Le grand épicéa d’Ayan à feuilles persistantes pousse à l’état sauvage jusqu’à 60 m, mais est généralement beaucoup plus court (jusqu’à 35 m) lorsqu’il est cultivé par l’homme dans des parcs paysagers. La patrie de l’épicéa est constituée des montagnes du centre du Japon, des frontières montagneuses de la Chine avec la Corée du Nord et la Sibérie. Les arbres poussent en moyenne de 40 cm par an. L’augmentation de la circonférence est plus rapide, généralement 4 cm par an.
L’épicéa d’Ayansk est rustique, résistant au gel (la limite de résistance au gel est de -40 à -45 ° C). Les aiguilles ne tombent pas toute l’année, fleurissent de mai à juin, les cônes mûrissent en septembre-octobre. Cette espèce est monoïque (couleur distincte – mâle ou femelle, mais les deux sexes de couleur poussent sur la même plante), pollinisée par le vent.
L’épicéa convient à la culture sur des sols légers (sableux), moyens (loameux) et lourds (argileux) et pousse sur des sols pauvres en nutriments. pH adapté : sols acides et neutres, ne disparaît pas même sur sols très acides.
L’épinette d’Ayan ne pousse pas à l’ombre. Préfère un sol humide. La plante tolère les vents forts, mais pas les vents marins. Meurt lorsque l’atmosphère est polluée.
Description de l’épicéa d’Ayan
Le diamètre du tronc au niveau de la poitrine humaine peut atteindre 100 cm.L’écorce est brun grisâtre, profondément fissurée et s’écaille d’écailles. Les branches sont brun jaunâtre pâle et lisses. Les coussinets foliaires mesurent 0,5 mm de long. Les aiguilles sont coriaces, linéaires, plates, légèrement inclinées sur les deux faces, longues de 15-25 mm, larges de 1,5-2 mm, pointues, avec deux bandes stomatiques blanches sur la face supérieure.
Les cônes à graines sont simples, cylindriques, bruns, longs de 4 à 7 cm et larges de 2 cm.
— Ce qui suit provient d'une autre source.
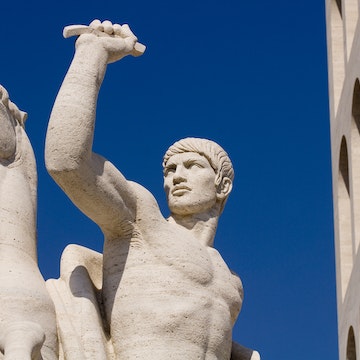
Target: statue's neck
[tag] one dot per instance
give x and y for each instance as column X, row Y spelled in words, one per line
column 201, row 226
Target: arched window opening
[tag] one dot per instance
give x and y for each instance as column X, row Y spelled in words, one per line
column 344, row 219
column 350, row 348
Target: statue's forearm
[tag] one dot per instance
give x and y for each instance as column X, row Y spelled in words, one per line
column 71, row 127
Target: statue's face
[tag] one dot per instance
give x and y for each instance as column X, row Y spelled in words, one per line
column 189, row 182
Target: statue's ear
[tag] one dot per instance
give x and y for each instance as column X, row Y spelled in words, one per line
column 224, row 188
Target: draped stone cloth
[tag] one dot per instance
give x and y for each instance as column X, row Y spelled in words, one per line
column 77, row 298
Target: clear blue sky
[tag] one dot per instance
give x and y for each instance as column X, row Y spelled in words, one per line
column 251, row 75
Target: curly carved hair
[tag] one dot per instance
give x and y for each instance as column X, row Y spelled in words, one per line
column 214, row 153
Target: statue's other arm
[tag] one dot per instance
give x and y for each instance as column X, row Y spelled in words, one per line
column 90, row 181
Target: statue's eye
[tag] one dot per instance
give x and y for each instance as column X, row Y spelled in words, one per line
column 169, row 169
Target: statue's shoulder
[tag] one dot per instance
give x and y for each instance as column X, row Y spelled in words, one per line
column 146, row 204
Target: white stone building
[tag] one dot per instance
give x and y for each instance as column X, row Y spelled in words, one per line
column 343, row 39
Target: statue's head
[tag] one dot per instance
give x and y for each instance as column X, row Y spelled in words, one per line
column 214, row 155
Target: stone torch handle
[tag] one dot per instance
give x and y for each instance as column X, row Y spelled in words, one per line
column 76, row 30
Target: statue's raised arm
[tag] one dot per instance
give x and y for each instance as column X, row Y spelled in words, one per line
column 91, row 182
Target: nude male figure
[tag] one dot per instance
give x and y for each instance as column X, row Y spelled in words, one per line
column 166, row 292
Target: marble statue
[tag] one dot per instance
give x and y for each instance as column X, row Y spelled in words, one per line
column 159, row 290
column 27, row 315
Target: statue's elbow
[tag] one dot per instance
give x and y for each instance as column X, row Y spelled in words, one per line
column 59, row 163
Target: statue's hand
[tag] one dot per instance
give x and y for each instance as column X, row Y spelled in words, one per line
column 117, row 40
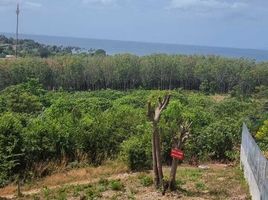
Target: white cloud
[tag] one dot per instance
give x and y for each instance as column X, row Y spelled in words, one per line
column 205, row 5
column 27, row 4
column 33, row 4
column 100, row 2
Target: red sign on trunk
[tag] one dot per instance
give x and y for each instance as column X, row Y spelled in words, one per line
column 178, row 154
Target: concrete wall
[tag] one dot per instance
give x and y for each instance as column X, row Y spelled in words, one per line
column 255, row 166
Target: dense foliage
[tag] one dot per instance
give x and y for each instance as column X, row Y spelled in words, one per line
column 209, row 74
column 38, row 127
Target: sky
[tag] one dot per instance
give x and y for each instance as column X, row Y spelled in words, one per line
column 223, row 23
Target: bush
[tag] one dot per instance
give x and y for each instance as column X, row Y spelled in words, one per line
column 116, row 185
column 136, row 153
column 145, row 180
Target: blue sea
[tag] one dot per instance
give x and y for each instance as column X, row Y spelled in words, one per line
column 144, row 48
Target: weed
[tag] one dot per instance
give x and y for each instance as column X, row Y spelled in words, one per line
column 116, row 185
column 200, row 186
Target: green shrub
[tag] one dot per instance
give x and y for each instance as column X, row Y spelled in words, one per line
column 145, row 180
column 136, row 153
column 116, row 185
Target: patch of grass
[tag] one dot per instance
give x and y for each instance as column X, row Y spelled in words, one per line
column 47, row 193
column 200, row 186
column 145, row 180
column 91, row 192
column 179, row 183
column 116, row 185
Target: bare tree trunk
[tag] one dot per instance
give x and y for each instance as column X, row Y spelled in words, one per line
column 155, row 168
column 172, row 178
column 154, row 116
column 178, row 142
column 158, row 156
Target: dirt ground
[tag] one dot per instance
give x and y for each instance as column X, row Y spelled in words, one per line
column 113, row 181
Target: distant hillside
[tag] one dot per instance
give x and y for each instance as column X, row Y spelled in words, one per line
column 27, row 47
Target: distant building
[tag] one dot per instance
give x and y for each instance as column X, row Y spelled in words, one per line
column 10, row 56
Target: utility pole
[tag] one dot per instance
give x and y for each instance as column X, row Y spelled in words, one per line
column 17, row 29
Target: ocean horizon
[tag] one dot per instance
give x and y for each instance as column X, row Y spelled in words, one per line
column 146, row 48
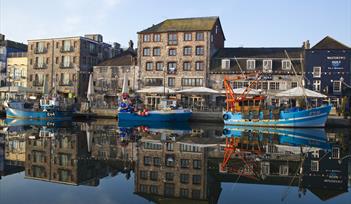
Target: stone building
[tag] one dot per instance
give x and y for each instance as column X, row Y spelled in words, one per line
column 17, row 69
column 177, row 52
column 6, row 48
column 280, row 71
column 328, row 69
column 65, row 62
column 109, row 75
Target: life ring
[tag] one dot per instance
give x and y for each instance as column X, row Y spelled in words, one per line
column 225, row 131
column 225, row 116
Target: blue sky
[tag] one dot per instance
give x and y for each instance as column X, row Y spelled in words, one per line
column 248, row 23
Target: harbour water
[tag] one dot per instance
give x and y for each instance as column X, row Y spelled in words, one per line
column 103, row 162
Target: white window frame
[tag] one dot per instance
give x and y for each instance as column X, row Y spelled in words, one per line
column 317, row 83
column 334, row 90
column 225, row 64
column 316, row 162
column 317, row 74
column 285, row 62
column 267, row 69
column 249, row 62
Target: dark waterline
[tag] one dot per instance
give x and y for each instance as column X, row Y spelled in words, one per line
column 98, row 162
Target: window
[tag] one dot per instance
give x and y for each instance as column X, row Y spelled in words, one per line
column 317, row 72
column 199, row 36
column 314, row 165
column 187, row 36
column 143, row 188
column 187, row 66
column 184, row 178
column 157, row 161
column 197, row 164
column 153, row 189
column 195, row 194
column 172, row 52
column 265, row 168
column 337, row 86
column 169, row 176
column 172, row 39
column 171, row 81
column 196, row 179
column 336, row 153
column 146, row 51
column 284, row 170
column 317, row 85
column 157, row 37
column 225, row 63
column 148, row 66
column 153, row 81
column 147, row 38
column 251, row 64
column 199, row 50
column 267, row 66
column 187, row 51
column 184, row 163
column 157, row 51
column 147, row 160
column 189, row 148
column 286, row 64
column 153, row 175
column 172, row 68
column 192, row 82
column 143, row 175
column 199, row 66
column 159, row 66
column 184, row 193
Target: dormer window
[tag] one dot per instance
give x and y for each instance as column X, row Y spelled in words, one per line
column 267, row 66
column 225, row 63
column 250, row 64
column 286, row 64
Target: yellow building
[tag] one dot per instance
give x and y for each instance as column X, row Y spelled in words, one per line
column 17, row 69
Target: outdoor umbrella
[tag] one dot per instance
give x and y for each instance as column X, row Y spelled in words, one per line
column 198, row 91
column 300, row 92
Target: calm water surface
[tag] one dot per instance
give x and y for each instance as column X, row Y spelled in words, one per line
column 105, row 162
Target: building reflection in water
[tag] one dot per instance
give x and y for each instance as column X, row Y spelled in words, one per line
column 182, row 165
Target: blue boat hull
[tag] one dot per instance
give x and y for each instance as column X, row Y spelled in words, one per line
column 315, row 117
column 183, row 116
column 312, row 137
column 54, row 115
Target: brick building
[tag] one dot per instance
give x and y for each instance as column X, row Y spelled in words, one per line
column 65, row 62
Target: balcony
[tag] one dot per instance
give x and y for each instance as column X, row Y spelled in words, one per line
column 67, row 49
column 66, row 83
column 40, row 66
column 38, row 83
column 40, row 50
column 66, row 65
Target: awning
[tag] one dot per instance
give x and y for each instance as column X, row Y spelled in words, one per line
column 157, row 90
column 198, row 91
column 300, row 92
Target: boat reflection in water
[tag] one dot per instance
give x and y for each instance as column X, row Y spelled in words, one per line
column 187, row 163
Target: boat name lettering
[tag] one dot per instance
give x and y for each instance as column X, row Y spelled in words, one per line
column 50, row 114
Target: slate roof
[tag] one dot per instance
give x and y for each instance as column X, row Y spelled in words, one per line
column 240, row 55
column 183, row 24
column 124, row 59
column 329, row 43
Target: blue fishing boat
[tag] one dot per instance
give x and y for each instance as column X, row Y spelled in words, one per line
column 310, row 137
column 24, row 110
column 294, row 117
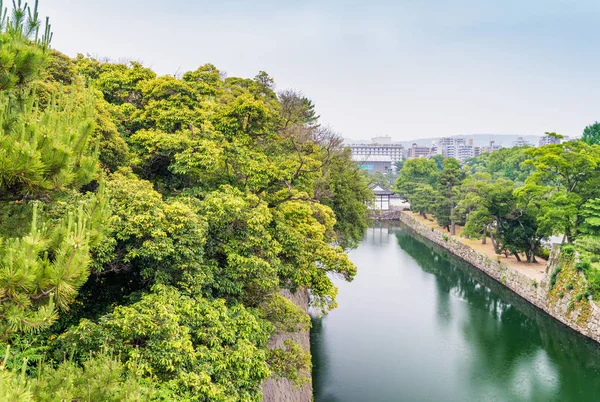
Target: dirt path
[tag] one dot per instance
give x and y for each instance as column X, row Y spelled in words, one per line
column 534, row 271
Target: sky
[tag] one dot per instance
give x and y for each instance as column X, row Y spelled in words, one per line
column 407, row 69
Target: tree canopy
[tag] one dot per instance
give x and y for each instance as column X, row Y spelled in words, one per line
column 148, row 224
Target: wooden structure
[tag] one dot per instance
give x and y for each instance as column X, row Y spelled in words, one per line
column 382, row 197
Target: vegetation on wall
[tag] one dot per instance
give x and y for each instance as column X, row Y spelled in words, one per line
column 517, row 198
column 148, row 224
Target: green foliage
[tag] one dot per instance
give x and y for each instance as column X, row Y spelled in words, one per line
column 285, row 315
column 101, row 378
column 591, row 134
column 148, row 225
column 198, row 348
column 554, row 276
column 291, row 362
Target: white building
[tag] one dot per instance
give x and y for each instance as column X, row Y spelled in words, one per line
column 548, row 139
column 465, row 152
column 378, row 147
column 520, row 142
column 449, row 147
column 375, row 163
column 382, row 197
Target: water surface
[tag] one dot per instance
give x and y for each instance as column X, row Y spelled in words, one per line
column 418, row 324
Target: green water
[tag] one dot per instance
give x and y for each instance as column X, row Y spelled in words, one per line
column 418, row 324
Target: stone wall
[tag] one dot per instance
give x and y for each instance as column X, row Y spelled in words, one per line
column 563, row 301
column 282, row 389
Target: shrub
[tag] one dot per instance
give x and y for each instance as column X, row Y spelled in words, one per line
column 542, row 253
column 583, row 265
column 553, row 277
column 567, row 250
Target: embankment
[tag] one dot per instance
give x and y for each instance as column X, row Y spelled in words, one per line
column 282, row 389
column 562, row 300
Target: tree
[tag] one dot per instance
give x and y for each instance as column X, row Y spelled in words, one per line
column 591, row 134
column 449, row 178
column 569, row 174
column 44, row 157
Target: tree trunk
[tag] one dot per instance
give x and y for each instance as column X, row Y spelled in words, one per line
column 453, row 224
column 494, row 243
column 483, row 241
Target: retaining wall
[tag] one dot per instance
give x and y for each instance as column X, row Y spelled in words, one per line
column 282, row 389
column 562, row 301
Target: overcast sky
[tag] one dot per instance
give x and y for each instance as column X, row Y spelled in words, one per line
column 407, row 68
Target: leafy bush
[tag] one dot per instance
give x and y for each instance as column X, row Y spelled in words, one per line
column 554, row 276
column 543, row 253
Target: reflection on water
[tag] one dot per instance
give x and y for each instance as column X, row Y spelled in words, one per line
column 418, row 324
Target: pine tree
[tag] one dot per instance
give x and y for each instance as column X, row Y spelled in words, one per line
column 44, row 157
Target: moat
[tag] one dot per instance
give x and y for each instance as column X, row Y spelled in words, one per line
column 418, row 324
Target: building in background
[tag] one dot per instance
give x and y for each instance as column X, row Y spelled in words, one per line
column 418, row 152
column 549, row 139
column 520, row 142
column 450, row 147
column 378, row 148
column 382, row 197
column 493, row 147
column 465, row 152
column 375, row 163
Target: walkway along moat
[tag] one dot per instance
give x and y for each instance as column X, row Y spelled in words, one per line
column 419, row 324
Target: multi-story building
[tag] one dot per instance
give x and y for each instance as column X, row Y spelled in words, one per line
column 465, row 152
column 549, row 139
column 378, row 147
column 492, row 147
column 520, row 142
column 418, row 152
column 374, row 163
column 448, row 147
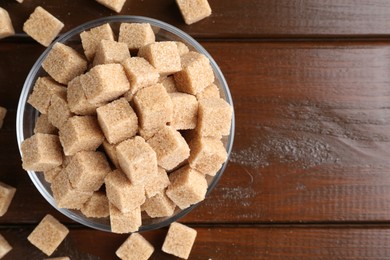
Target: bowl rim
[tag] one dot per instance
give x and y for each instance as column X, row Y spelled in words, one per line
column 28, row 84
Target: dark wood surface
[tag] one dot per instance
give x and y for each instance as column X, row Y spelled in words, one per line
column 308, row 177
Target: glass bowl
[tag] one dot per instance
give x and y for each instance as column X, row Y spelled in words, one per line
column 26, row 114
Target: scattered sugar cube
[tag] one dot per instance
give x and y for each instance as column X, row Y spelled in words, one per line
column 6, row 28
column 164, row 56
column 42, row 26
column 87, row 170
column 104, row 83
column 185, row 111
column 64, row 63
column 125, row 222
column 117, row 120
column 92, row 38
column 136, row 35
column 115, row 5
column 188, row 187
column 196, row 74
column 58, row 112
column 214, row 117
column 154, row 106
column 137, row 159
column 159, row 206
column 65, row 195
column 122, row 193
column 207, row 155
column 135, row 247
column 210, row 91
column 140, row 74
column 41, row 152
column 48, row 235
column 5, row 247
column 43, row 126
column 111, row 52
column 96, row 206
column 80, row 133
column 43, row 90
column 170, row 147
column 6, row 195
column 179, row 240
column 194, row 10
column 156, row 183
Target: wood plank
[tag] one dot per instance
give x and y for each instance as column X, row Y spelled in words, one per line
column 238, row 19
column 222, row 243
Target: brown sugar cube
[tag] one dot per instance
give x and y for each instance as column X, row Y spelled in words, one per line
column 64, row 63
column 188, row 187
column 135, row 247
column 123, row 194
column 170, row 147
column 92, row 38
column 6, row 195
column 140, row 74
column 43, row 126
column 159, row 206
column 111, row 52
column 42, row 26
column 137, row 159
column 43, row 90
column 156, row 183
column 80, row 133
column 210, row 91
column 104, row 83
column 5, row 247
column 96, row 206
column 65, row 195
column 6, row 28
column 185, row 111
column 117, row 120
column 179, row 240
column 125, row 222
column 115, row 5
column 136, row 35
column 48, row 235
column 164, row 56
column 154, row 107
column 214, row 117
column 41, row 152
column 207, row 155
column 194, row 10
column 196, row 74
column 77, row 101
column 87, row 170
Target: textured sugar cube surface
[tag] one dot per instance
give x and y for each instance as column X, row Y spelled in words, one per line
column 48, row 235
column 179, row 240
column 135, row 247
column 42, row 26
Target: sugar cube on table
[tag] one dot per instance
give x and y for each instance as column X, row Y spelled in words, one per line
column 187, row 187
column 42, row 26
column 194, row 10
column 135, row 247
column 64, row 63
column 195, row 75
column 92, row 38
column 48, row 235
column 41, row 152
column 179, row 240
column 6, row 28
column 136, row 35
column 7, row 193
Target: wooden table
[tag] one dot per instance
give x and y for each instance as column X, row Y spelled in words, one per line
column 309, row 175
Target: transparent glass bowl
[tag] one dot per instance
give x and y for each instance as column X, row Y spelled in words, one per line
column 26, row 114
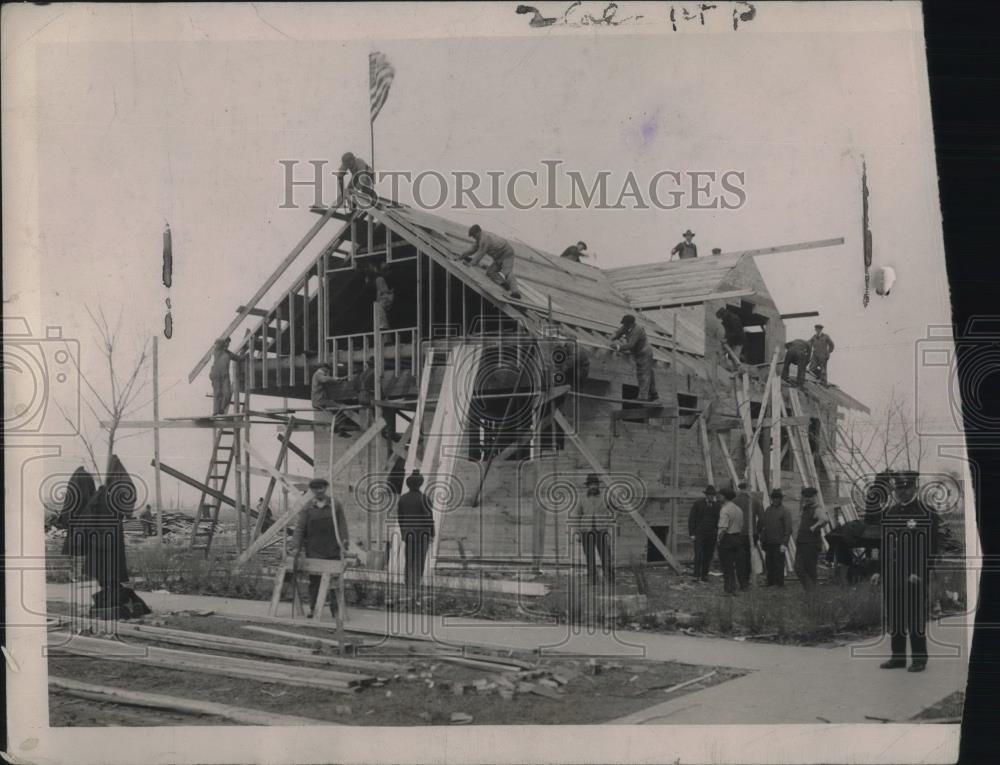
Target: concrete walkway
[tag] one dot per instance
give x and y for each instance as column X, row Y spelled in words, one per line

Les écailles des graines sont ovoïdes ou oblongues-ovales, avec un sommet émoussé ou arrondi, légèrement denté sur le bord supérieur, 10 mm de long, 6-7 mm de large. Les bractées sous les écailles des cônes sont petites, étroitement ovales, aiguës, légèrement dentelées au bord supérieur, de 3 mm de long. Les graines sont ovoïdes, brunes, de 2 à 2,5 mm de long, 1,5 mm de large ; ailes oblongues-ovales, brun pâle, de 5-6 mm de long, de 2-2,5 mm de large.
Distribution et écologie de l’épinette d’Ayan
Il existe deux sous-espèces géographiques de cet épicéa inhabituel, que certains auteurs considèrent comme des variétés, et d’autres comme des espèces distinctes :
Picea jezoensis jezoensis est plus commun dans toute son aire de répartition.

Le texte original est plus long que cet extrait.